Patients with ALS can already enroll in a trial of combined, investigational therapies funded through TREAT ALS.  Each of the combinations to be tested has prolonged survival in rodent models of the disease to a greater degree than any of the compounds used alone. A trial of ceftriaxone in ALS is also enrolling patients. “We recognize that the best hope for ALS may reside in combining promising treatment candidates to best address the entire disease process in what is obviously a complex disorder,” Bruijn said.

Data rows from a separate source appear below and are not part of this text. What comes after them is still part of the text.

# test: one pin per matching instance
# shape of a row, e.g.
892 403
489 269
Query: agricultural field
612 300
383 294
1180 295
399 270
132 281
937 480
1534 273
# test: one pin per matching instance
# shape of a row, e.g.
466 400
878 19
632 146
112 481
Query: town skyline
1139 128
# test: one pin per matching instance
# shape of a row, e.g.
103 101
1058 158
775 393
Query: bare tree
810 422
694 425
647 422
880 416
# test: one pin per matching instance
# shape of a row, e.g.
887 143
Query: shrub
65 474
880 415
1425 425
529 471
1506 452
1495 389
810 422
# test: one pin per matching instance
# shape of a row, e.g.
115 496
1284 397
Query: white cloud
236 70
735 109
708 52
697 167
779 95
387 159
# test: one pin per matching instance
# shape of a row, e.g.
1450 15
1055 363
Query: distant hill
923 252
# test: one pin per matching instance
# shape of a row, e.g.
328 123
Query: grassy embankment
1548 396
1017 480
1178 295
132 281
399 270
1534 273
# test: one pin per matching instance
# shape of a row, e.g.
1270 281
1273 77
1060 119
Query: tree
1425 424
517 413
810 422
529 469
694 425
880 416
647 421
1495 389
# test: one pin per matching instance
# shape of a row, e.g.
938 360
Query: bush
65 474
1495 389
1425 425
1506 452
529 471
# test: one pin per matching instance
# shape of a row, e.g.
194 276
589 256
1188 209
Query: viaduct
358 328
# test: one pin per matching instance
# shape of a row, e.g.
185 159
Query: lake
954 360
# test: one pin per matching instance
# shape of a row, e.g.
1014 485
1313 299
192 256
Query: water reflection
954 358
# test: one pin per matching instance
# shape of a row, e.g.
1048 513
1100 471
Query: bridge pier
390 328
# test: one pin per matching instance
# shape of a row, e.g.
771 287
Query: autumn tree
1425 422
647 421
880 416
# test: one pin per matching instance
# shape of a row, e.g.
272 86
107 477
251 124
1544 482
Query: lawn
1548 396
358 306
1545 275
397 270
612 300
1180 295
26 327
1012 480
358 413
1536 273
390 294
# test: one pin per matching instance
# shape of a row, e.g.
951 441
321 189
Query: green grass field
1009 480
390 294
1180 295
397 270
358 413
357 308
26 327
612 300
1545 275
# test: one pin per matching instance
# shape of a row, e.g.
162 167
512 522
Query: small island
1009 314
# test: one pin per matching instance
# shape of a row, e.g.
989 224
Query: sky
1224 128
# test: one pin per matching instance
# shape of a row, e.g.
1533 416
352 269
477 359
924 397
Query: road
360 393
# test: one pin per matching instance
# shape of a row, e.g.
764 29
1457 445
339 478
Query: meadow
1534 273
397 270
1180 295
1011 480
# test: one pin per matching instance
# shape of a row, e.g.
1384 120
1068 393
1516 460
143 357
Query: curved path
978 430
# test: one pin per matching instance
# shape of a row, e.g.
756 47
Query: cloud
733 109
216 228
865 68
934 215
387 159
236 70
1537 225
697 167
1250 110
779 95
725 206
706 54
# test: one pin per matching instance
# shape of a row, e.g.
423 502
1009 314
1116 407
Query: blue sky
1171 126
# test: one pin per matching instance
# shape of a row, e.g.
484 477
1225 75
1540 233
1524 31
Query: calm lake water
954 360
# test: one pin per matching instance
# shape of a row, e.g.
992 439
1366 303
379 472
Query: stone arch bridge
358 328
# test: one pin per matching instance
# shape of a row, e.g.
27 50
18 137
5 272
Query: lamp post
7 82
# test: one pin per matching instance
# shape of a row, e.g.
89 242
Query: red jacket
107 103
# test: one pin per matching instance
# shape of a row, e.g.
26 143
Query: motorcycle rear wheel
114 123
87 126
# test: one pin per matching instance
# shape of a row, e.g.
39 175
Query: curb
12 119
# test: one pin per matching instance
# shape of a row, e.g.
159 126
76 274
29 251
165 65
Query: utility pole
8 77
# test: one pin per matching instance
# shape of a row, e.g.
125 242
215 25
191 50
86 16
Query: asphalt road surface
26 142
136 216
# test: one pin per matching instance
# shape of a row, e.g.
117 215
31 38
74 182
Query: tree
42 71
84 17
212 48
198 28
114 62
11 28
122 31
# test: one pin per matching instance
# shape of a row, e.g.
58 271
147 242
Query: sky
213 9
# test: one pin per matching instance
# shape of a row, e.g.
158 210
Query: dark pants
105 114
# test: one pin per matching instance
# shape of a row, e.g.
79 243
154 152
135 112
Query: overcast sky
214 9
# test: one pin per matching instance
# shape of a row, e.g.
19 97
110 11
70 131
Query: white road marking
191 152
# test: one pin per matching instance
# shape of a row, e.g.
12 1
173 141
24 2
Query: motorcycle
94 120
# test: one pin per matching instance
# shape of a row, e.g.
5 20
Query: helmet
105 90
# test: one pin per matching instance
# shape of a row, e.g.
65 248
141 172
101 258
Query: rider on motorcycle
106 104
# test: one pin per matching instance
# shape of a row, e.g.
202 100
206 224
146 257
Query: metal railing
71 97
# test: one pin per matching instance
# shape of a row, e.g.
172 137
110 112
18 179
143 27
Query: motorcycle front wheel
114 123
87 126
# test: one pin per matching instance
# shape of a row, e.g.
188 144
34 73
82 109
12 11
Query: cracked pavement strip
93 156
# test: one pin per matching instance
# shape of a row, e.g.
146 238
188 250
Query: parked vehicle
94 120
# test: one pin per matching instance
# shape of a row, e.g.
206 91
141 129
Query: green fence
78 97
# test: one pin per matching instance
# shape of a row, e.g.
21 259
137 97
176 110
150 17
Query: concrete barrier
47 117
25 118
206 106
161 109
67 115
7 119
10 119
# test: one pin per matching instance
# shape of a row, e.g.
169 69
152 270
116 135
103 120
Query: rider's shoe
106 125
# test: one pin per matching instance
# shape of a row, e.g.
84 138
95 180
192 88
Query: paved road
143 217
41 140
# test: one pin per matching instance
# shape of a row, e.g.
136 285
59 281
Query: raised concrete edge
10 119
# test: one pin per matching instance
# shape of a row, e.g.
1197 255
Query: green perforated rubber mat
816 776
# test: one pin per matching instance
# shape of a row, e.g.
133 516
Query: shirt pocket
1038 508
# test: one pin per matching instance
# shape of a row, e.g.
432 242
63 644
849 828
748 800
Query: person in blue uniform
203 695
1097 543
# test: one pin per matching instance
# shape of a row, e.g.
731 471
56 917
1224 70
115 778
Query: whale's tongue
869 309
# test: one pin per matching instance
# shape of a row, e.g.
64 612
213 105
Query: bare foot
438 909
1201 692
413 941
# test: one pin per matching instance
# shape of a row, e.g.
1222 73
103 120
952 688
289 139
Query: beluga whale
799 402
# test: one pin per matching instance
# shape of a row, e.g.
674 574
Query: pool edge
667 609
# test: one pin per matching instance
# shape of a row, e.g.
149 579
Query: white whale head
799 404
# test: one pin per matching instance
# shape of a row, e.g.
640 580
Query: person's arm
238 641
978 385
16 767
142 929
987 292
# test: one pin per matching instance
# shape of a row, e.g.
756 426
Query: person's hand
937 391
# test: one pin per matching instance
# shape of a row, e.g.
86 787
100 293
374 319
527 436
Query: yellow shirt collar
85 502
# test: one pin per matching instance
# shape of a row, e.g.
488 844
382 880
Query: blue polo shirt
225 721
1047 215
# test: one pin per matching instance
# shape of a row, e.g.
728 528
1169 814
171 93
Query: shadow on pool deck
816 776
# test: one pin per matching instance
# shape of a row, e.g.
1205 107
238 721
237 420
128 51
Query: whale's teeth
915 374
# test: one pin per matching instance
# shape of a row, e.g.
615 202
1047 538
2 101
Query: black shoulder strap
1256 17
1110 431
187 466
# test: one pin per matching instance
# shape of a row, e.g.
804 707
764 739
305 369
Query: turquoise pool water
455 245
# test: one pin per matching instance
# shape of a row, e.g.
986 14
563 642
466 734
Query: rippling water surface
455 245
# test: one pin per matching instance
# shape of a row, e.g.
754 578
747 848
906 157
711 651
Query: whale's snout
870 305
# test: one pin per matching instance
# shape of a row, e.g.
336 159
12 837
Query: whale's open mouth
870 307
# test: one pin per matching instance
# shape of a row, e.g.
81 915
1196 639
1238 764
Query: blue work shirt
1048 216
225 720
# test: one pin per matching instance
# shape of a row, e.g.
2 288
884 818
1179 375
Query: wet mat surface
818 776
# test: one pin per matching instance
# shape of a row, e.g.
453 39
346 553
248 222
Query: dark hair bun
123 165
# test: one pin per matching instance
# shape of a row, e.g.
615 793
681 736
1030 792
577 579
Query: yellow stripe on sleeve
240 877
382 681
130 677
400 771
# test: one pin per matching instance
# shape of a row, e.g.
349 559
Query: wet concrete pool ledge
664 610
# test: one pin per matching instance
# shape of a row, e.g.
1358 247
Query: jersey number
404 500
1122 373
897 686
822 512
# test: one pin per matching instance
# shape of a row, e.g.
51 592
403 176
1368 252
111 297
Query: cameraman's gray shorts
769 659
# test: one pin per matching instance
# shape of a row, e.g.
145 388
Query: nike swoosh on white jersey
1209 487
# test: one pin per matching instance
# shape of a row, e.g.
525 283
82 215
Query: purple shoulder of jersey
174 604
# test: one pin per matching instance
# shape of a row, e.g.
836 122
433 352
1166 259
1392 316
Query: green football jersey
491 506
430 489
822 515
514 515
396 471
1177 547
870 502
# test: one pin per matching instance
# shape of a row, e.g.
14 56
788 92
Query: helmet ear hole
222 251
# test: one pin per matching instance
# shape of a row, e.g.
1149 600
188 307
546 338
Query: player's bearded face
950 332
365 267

At the meeting of the American Academy of Neurology in San Diego, investigators at Metabolon, part of a consortium funded by The ALS Association, showed a set of biomarker molecules are altered in ALS. The consortium is working to further validate these markers in early stage ALS patients. Also at the April meeting, investigators at Trophos in Marseille, France showed a candidate compound rescued lab-grown motor neurons from deprivation of growth factors and increased survival in a mouse model of ALS. Pivotal clinical testing is being planned for ALS in Europe.

“We have several clinical trials in progress that are definitely exciting,” Bruijn said. “And the chromosome 9 progress and the other gene discoveries this year, together with our new drug target identification project, opens doors to additional therapeutic approaches.”